State v. Mills

Justice PLEICONES.

I respectfully dissent. The majority holds that S.C.Code Ann. § 24-21-560 (Supp.2003) permits an inmate found to have violated the terms of his community supervision program (CSP) to serve an additional sentence,3 up to an amount equal to the period of incarceration imposed as part his original sentence. I would read the statute differently.

CSP “serves essentially the same function for persons convicted of ‘no parole offenses’ as parole does for other inmates.” Jackson v. State, 349 S.C. 62, 562 S.E.2d 475 (2002). As with parole, the Department of Probation, Parole, and Pardon Services (DPPPS) sets the initial length,4 terms, and conditions of CSP, and determines whether violations have occurred, and initiates a judicial revocation process. If the circuit court judge determines the inmate has willfully violated the terms of his CSP, then the judge has three options: 1) continue the CSP; 2) continue the CSP but alter the terms and conditions; or 3) revoke CSP and order the inmate reincarcerated. The statute limits the total amount of prison time an inmate can serve following CSP revocation(s) to the period of incarceration ordered by the sentencing judge. *626Read literally, then, I agree with the majority that the statute permits appellant to be reincarcerated for another six months, the “length of incarceration imposed for the original ‘no parole offense.’ ”

In my opinion, however, to read the statute literally is to render it unconstitutional. Compare In re Luckabaugh, 351 S.C. 122, 568 S.E.2d 338 (2002) (no double jeopardy or due process violation in involuntary commitment for sexually violent predators because commitment is not penal). An inmate’s original ‘no parole’ sentence ordinarily contains a period of incarceration plus a suspended portion. Section 24-21-560(D) limits the maximum period of reincarceration for CSP revocations to “an amount equal to the length of incarceration imposed for the original ‘no parole offense’ ”. The original term of incarceration does not include any portion of a suspended sentence.” In order to avoid any constitutional infirmity, I would read this language as putting an outside limit on incarceration of twice the period imposed by the trial judge. The outside limit on the total amount of time an inmate could be incarcerated and/or required to participate in the CSP program is the length of the original sentence, that is, the term of incarceration plus any period of suspension. For example, an individual sentenced to 20 years, suspended on service of seven years, would be subject to serving an additional seven years for CSP violations,5 but in no case could be held in prison or required to participate in a CSP program after the expiration of the 20 years. Here, appellant received a six-month sentence, no part of which was suspended. In my view, the maximum time he could constitutionally be subjected to incarceration and/or required to participate in the CSP program pursuant to this sentence was six months. That period having expired, I would hold the trial court erred in reincarcerating appellant.
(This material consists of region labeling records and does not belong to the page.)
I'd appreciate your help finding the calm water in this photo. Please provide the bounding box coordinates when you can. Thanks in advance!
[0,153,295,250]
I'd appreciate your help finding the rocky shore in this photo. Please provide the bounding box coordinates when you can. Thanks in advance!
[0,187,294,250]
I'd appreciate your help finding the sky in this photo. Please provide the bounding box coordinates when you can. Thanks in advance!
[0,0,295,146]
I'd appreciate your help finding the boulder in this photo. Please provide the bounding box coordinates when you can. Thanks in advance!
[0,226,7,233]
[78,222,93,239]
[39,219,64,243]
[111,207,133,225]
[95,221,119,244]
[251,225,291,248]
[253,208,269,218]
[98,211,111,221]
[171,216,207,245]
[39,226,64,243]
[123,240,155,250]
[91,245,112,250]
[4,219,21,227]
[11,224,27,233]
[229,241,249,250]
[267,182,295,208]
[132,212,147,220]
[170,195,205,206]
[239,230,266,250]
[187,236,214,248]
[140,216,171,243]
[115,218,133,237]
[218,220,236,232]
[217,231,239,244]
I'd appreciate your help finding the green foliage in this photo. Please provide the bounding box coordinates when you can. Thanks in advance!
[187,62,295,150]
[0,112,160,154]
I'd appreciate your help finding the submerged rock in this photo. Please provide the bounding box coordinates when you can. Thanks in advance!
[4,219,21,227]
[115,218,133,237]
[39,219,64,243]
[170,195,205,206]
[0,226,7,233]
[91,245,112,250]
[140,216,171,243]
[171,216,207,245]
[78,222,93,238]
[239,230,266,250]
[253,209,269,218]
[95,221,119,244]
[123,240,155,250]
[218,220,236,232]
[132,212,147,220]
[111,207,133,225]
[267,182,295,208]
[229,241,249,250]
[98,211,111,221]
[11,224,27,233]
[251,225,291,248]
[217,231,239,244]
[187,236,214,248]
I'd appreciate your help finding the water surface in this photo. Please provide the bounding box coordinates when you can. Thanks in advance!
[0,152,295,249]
. This is the term used in § 24-21-560; if the revocation judge is truly imposing a new sentence of up to one year, then the protections afforded all criminal defendants, including but not limited to the right to an indictment, counsel, and a jury, must be afforded her. None of these constitutional niceties were afforded appellant, or any of the other CSP violators who have come before the Court. Our obligation to construe statutes as constitutional where possible, e.g. Ward v. State, 343 S.C. 14, 538 S.E.2d 245 (2000), is a driving force behind my construction of § 24-21-560.

. The maximum period of CSP is two years.

. Of course, an inmate is subject to a maximum one year period of incarceration each time he is found to have willfully violated CSP, but each reincarceration is followed by another CSP until the program is successfully completed or until the term of the original sentence is met.